Opened 9 years ago

Closed 9 years ago

Last modified 9 years ago

#3092 closed enhancement (fixed)

Slow performance of geometry_columns in PostGIS >= 2

Reported by: rouault Owned by: robe
Priority: high Milestone: PostGIS 2.1.8
Component: postgis Version: 2.0.x
Keywords: history Cc: strk

Description

Original discussion in this thread http://lists.osgeo.org/pipermail/gdal-dev/2015-March/041299.html

Querying geometry_columns exhibits poor performance (perhaps quadratic in number of spatial tables) due to geometry_columns potentially calling postgis_constraint_dims(), postgis_constraint_srid() and postgis_constraint_type(), because each causes a SELECT to be executed for each row if some typmod constraints are missing.

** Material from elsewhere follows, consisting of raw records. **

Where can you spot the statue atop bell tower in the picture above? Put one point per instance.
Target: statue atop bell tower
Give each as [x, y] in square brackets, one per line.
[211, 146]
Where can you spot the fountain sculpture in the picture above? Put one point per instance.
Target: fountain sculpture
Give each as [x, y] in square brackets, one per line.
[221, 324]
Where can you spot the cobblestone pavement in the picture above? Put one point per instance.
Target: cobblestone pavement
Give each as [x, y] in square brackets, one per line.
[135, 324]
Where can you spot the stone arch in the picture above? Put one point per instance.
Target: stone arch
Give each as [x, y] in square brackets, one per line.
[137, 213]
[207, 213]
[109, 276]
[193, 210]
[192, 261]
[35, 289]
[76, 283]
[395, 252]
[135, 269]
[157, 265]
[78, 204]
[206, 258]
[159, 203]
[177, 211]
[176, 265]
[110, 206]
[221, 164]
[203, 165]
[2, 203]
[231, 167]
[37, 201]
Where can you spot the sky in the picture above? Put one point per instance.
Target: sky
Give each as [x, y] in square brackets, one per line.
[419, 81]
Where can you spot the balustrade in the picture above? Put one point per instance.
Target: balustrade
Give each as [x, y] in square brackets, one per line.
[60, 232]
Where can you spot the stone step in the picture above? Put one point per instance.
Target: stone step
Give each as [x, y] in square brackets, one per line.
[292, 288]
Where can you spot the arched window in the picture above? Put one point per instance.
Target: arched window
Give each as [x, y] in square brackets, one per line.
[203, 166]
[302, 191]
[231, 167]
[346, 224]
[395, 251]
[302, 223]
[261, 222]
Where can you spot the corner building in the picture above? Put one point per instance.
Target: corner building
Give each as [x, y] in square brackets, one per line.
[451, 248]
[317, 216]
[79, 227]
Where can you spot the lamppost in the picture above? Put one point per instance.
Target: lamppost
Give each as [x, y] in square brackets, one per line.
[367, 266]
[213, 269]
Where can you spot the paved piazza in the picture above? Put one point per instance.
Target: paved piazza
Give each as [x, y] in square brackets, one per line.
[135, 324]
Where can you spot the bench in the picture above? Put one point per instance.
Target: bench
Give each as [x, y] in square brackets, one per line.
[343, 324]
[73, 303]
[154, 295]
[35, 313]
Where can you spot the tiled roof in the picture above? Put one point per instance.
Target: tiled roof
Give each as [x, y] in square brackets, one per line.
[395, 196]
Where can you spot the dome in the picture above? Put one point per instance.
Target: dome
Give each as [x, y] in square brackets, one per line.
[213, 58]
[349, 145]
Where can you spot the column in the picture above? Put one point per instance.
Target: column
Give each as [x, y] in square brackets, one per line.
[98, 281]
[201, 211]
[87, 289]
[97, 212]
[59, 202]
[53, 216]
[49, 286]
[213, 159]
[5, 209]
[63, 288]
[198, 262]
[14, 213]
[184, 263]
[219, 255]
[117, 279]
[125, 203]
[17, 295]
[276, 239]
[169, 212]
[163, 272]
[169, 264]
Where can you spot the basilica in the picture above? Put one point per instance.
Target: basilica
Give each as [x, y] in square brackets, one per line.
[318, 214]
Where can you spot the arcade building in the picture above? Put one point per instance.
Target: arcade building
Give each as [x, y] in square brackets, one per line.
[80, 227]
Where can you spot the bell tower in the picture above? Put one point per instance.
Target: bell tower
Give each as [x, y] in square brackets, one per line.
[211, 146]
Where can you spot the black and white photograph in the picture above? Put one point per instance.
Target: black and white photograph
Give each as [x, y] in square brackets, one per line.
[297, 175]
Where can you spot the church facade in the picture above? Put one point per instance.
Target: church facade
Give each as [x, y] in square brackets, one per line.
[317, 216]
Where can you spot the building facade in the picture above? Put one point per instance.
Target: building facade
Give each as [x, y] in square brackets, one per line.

The following request gives similar information but much faster:

select c.relname, 
       a.attname,
       t.typname,
       postgis_typmod_dims(a.atttypmod) dim,
       postgis_typmod_srid(a.atttypmod) srid,
       postgis_typmod_type(a.atttypmod)::text typ,
       array_agg(s.consrc)::text
FROM pg_class c join pg_attribute a on a.attrelid=c.oid
                join pg_namespace n on c.relnamespace = n.oid
                AND (c.relkind = 'r'::"char" OR c.relkind = 'v'::"char" OR c.relkind = 'm'::"char" OR c.relkind = 'f'::"char")
                AND NOT ( n.nspname = 'public' AND c.relname = 
'raster_columns' )
                join pg_type t on a.atttypid = t.oid and (t.typname = 
'geometry'::name OR t.typname = 'geography'::name)
                left join pg_constraint s on s.connamespace = n.oid AND 
s.conrelid = c.oid
                          AND a.attnum = ANY (s.conkey)
                          AND (s.consrc LIKE '%geometrytype(% = %' OR s.consrc LIKE '%ndims(% = %' OR s.consrc LIKE '%srid(% = %')
GROUP BY c.relname, a.attname, t.typname, dim, srid, typ, c.oid
ORDER BY c.oid

Some analysis of the aggregated constraints similar to what is done in postgis_constraint_XXXX() should be done to merge that info with the one of postgis_typmod_XXXX()

Change History (25)

comment:1 by robe, 9 years ago

Milestone: PostGIS 2.1.7PostGIS 2.1.8
Priority: mediumhigh
Type: defectpatch

comment:2 by rouault, 9 years ago

(Regarding the "patch" qualification: the above SQL isn't a replacement for the current view definition, so that would require some extra work)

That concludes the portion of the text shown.